Sally Kempton writes in an article in February's Yoga Journal, "[The mind isn't] getting more restless, of course.  It's just that when [we] sit down to meditate, [we] notice how restless it really is.  Normally, we aren't aware of the intensity of our inner dialogue.  Our attention is focused on what is going on around us, so unless we are unusually introverted or introspective, the wild and crazy scenarios running through the mind generally escape our notice.  But when we sit for meditation - ah, then we see them."

It's no wonder so many people have such a hard time being consistent with a meditation practice when it can bring up such intensity and seem as though it's not helping.  Not to mention, in this insanely busy world, it can seem like a waste of time.  I know I always like to make sure I'm making the most of my time, and it was a bit of a battle for me to fully appreciate the value of just sitting.  Not reading, writing, emailing, working, working out...just sitting.

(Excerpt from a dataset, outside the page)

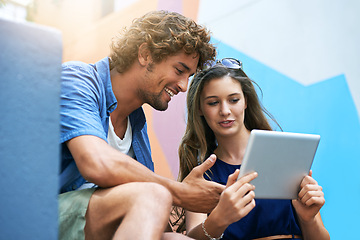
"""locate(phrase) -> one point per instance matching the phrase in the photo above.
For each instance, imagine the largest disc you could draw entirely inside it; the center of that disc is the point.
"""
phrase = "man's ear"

Kempton also writes about the unavoidable presence of thoughts during meditation.  They not only create frustration in those of us a bit impatient to get on with the enlightenment already, but force you to deal with issues you might not think about when caught up in the hustle and bustle of the everyday.  When you meditate, it's just you and your mind.  There's no escaping what it has to say except through consistent practice.  As they say: the only way out is through.

I've been wondering where I'm going to go with my daily practice once the 40 days is up on Saturday.  I haven't been sure whether to continue on with that current practice or to switch it up - and if I switch it, then to what?  And for how long?

For all this talk about the difficulties and frustration and occasional madness of meditation, it actually has burned through a lot of my resistance and found a piece of clarity.  The last several days have revealed to me what my next steps should be, and because of that I think my practice has done its job.  Ganesh hasn't magically gotten rid of my obstacles - but I have been shown which ones are most deserving and in need of my own energy to fight.  These things require physical action in the outside world as well as a meditation, but one thing is clear:  we cannot forget the fact that meditation is action.


If you're interested in starting up a meditation practice, there are a myriad of places you can go, websites you can check out, books you can read, etc.  Like anything else these days, it's all just a Google search away.  I did come across an interesting article in The Huffington Post today, though - meditation leader Sharon Salzberg is hosting a 28-day Meditation Challenge for the month of February, though you can join anytime.  The article is worth checking out - it's interesting and at the bottom she has some quotes from some of her participants, including an NYC firefighter and NYC police officer.